Opinion

Éviter de mourir en se croisant les doigts

Sans relâche durant la dernière semaine, bravant la chaleur extrême, des milliers de citoyennes et citoyens, de professionnels municipaux et du réseau de la santé ont arpenté nos rues et cogné aux portes des plus vulnérables, mis en place des mesures de prévention, soigné jour et nuit et été de garde en mesures d’urgence et en santé publique.

Le premier ministre du Québec, cité dans un article de La Presse Canadienne du 9 juillet, a dit : « Croisons nos doigts, parce que les personnes vulnérables sont les premières touchées lorsqu’arrive la canicule ». En effet, parmi ces personnes vulnérables, on reconnaît nos amis et collègues souffrant de maladies chroniques ; nos proches devenus moins proches, plus isolés que ce qu’ils auraient souhaité ; ceux qui peinent à se déplacer à cause d’incapacités ou faute de moyen, ceux qui souffrent de problèmes de santé mentale, et tous ceux qui n’ont pas la possibilité de vivre hors d’un îlot de chaleur, dans un logement aéré, abordable et salubre.

Seulement, se croiser les doigts ne prévient pas la mort.
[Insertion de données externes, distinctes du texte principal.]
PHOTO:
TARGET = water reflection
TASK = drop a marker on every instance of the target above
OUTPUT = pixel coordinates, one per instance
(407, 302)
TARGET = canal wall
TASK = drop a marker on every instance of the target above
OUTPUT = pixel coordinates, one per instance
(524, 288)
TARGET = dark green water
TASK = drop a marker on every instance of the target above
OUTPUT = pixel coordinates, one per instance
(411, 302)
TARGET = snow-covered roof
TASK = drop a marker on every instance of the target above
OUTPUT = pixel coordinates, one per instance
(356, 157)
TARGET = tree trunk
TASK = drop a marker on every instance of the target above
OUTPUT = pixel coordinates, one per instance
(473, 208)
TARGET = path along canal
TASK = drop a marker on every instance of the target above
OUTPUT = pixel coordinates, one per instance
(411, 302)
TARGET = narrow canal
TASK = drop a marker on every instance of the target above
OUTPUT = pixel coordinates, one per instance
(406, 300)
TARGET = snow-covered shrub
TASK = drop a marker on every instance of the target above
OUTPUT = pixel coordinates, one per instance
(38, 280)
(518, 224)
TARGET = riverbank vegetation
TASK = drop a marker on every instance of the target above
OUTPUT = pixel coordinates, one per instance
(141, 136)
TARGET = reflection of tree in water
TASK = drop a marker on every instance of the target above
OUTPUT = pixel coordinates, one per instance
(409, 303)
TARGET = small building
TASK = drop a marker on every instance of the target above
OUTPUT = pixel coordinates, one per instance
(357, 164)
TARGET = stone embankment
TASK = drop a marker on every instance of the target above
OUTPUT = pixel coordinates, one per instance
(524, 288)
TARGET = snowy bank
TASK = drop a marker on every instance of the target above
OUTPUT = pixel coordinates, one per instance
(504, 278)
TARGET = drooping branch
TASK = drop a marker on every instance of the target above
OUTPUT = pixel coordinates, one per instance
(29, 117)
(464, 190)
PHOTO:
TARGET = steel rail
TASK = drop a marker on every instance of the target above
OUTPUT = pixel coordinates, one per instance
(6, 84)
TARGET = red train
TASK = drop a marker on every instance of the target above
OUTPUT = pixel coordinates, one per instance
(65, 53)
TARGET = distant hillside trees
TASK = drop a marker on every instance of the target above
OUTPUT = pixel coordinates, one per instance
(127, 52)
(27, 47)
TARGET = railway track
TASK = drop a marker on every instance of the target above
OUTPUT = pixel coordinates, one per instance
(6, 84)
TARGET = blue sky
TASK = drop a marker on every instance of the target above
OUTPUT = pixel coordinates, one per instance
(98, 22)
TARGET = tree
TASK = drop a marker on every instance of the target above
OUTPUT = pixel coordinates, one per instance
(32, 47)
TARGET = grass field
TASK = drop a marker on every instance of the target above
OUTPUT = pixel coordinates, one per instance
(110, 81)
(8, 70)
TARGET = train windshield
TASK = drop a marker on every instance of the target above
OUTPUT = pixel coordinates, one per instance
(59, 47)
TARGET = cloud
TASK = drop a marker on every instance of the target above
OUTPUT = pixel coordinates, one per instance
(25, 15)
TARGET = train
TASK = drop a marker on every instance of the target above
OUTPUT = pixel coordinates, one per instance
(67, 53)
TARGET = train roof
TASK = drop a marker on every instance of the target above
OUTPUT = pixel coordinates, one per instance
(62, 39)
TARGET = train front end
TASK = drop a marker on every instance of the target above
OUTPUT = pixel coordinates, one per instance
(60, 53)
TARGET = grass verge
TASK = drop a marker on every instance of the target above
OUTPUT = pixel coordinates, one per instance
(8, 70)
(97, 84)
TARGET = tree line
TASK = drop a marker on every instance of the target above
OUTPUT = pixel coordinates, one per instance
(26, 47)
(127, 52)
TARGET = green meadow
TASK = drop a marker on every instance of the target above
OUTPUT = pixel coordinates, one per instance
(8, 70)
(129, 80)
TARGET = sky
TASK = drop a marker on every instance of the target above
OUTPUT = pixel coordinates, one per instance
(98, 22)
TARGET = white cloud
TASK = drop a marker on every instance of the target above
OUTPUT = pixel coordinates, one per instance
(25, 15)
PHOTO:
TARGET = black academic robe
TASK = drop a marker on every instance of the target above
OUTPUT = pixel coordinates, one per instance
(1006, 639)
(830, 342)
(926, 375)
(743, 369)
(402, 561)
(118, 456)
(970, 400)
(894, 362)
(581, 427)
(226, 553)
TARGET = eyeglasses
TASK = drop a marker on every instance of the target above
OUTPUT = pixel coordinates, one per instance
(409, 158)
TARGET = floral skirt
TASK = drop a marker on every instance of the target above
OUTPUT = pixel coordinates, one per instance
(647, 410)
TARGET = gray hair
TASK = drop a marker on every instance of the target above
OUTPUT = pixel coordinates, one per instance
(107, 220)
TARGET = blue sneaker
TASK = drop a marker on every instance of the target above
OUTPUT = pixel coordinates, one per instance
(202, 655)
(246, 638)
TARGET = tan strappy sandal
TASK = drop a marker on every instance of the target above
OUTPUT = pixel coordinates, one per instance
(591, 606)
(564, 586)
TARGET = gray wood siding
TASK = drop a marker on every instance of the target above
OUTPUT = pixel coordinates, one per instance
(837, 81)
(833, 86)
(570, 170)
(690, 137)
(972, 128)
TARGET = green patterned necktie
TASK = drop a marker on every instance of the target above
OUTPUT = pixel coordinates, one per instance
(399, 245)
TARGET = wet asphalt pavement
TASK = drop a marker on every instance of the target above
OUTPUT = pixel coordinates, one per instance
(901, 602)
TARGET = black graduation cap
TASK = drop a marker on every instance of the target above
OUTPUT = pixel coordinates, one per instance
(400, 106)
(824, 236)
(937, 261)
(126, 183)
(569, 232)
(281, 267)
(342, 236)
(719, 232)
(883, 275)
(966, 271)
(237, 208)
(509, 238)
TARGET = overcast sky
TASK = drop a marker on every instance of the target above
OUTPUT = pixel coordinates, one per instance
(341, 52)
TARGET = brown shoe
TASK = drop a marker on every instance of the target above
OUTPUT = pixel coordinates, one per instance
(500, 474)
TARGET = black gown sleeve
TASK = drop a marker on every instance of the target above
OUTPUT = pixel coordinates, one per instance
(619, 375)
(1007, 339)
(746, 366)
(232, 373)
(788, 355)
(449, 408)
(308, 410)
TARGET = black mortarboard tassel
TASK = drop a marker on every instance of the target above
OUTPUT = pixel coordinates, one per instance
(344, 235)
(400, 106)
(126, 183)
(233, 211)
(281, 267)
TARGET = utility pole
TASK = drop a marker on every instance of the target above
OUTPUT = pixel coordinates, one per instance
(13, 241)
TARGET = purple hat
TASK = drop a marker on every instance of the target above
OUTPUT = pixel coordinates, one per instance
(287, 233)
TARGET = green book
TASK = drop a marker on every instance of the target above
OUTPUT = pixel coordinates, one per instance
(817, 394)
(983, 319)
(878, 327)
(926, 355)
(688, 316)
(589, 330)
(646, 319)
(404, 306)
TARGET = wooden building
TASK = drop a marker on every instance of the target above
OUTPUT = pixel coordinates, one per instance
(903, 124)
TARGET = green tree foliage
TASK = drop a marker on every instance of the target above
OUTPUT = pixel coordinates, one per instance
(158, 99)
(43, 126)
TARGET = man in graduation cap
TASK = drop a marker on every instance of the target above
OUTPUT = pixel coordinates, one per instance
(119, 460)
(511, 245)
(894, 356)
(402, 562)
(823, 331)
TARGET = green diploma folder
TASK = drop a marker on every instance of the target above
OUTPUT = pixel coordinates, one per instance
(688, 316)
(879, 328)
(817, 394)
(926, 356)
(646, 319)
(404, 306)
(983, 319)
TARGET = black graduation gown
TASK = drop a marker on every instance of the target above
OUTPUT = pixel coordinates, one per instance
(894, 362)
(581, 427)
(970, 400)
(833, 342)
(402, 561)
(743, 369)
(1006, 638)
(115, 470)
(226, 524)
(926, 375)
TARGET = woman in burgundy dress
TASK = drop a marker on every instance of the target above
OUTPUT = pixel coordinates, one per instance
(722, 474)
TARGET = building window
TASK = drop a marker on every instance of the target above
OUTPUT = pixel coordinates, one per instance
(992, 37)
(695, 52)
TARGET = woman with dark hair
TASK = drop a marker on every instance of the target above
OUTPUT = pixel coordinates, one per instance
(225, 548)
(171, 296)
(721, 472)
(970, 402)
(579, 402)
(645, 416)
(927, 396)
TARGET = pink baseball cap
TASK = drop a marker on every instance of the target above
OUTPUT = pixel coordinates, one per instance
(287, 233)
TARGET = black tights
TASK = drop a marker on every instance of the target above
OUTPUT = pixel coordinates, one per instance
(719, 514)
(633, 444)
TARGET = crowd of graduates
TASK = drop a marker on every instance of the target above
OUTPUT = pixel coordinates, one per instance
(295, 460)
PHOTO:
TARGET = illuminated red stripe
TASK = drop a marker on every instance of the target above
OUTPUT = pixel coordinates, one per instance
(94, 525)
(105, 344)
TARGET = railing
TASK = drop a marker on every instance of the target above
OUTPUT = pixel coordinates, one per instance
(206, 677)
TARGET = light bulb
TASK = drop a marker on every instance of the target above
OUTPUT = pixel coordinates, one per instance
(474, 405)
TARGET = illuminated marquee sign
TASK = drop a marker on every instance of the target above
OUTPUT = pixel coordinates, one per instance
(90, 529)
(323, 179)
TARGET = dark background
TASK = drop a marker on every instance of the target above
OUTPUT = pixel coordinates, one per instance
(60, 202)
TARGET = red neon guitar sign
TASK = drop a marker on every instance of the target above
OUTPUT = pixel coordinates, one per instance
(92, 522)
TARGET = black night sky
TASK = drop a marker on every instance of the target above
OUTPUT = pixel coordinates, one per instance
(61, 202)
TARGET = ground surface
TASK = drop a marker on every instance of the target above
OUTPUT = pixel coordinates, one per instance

Avant, durant, et après la canicule, il faut justement s’activer énergiquement… à prévenir. Permettre à un véritable réseau de la santé d’avoir des succès spectaculaires et pourtant atteignables : épargner à des milliers et des milliers d’entre nous des maladies, des traumatismes et des morts entièrement évitables.

Étonnamment, certains doigts n’étaient pas du tout croisés lorsqu’est venu le temps de couper massivement en prévention au Québec. Selon une étude à laquelle j’ai contribué, parmi les programmes du réseau de la santé, seule la santé publique a été ciblée par des coupes majeures en 2015 (voir Fiset-Laniel et al. 2017, Public health investments in Quebec, trends over the past 10 years, Conférence de l’Association Canadienne de Santé Publique). Ces coupes de 27 millions imposées aux Directions de santé publique du Québec ne faisaient pas partie d’un courant de rigueur budgétaire généralisé en santé : aucun autre service dans le réseau de la santé n’a subi des coupes d’une telle ampleur en 2015. En effet, selon les données publiques du ministère de la Santé et des Services sociaux que nous avons analysées, seuls 3 des 9 « programmes-services » de santé du gouvernement ont été coupés en 2015 : coupes de 7 % envers le programme santé publique dans son ensemble et coupes de 1 % envers le programme déficience physique et envers le programme dépendances.

Tous les autres « programmes-services » du réseau de la santé ont été épargnés et certains ont même bénéficié d’investissements en 2015.

Pourtant, un consensus international se dégage. La prévention est essentielle à l’amélioration de la santé et de la qualité de vie, en plus d’être indispensable à la viabilité du système de santé (Fortin et Godbout 2007 ; Conference Board 2014 ; Hancock 2017). Les gouvernements ont tout avantage à protéger les budgets en prévention (Organisation mondiale de la santé 2014). De multiples interventions en prévention sont coût-efficaces (OCDE 2017).

Ne serait-il pas important que le Vérificateur général du Québec se penche sur les raisons ayant motivé des coupes en prévention d’une telle ampleur et examine leurs conséquences sur la santé des Québécois ? En Ontario et en Colombie-Britannique, les investissements de santé publique font l’objet de suivis étroits de la part de vérificateurs généraux.

D’autres mains viendront cogner à nos portes cet automne. Cette fois-ci pour nous faire part de leurs idéaux, prêter l’oreille à ce qui nous importe, et espérer notre appui à leur campagne électorale. Ouvrez-leur la porte. S’il vous plaît rappelez-leur que couper de façon massive en prévention comme l’a fait le gouvernement du Québec en 2015 va à l’encontre de toute donnée probante. Ne nous croisons ni les doigts ni les bras et expliquons à nouveau à nos futurs élus ce que des milliers de citoyens consultés par le Commissaire à la santé et au bien-être ont déjà dit clairement en 2016 : il faut rehausser en priorité la place accordée à la prévention. Puisque nos vies en dépendent.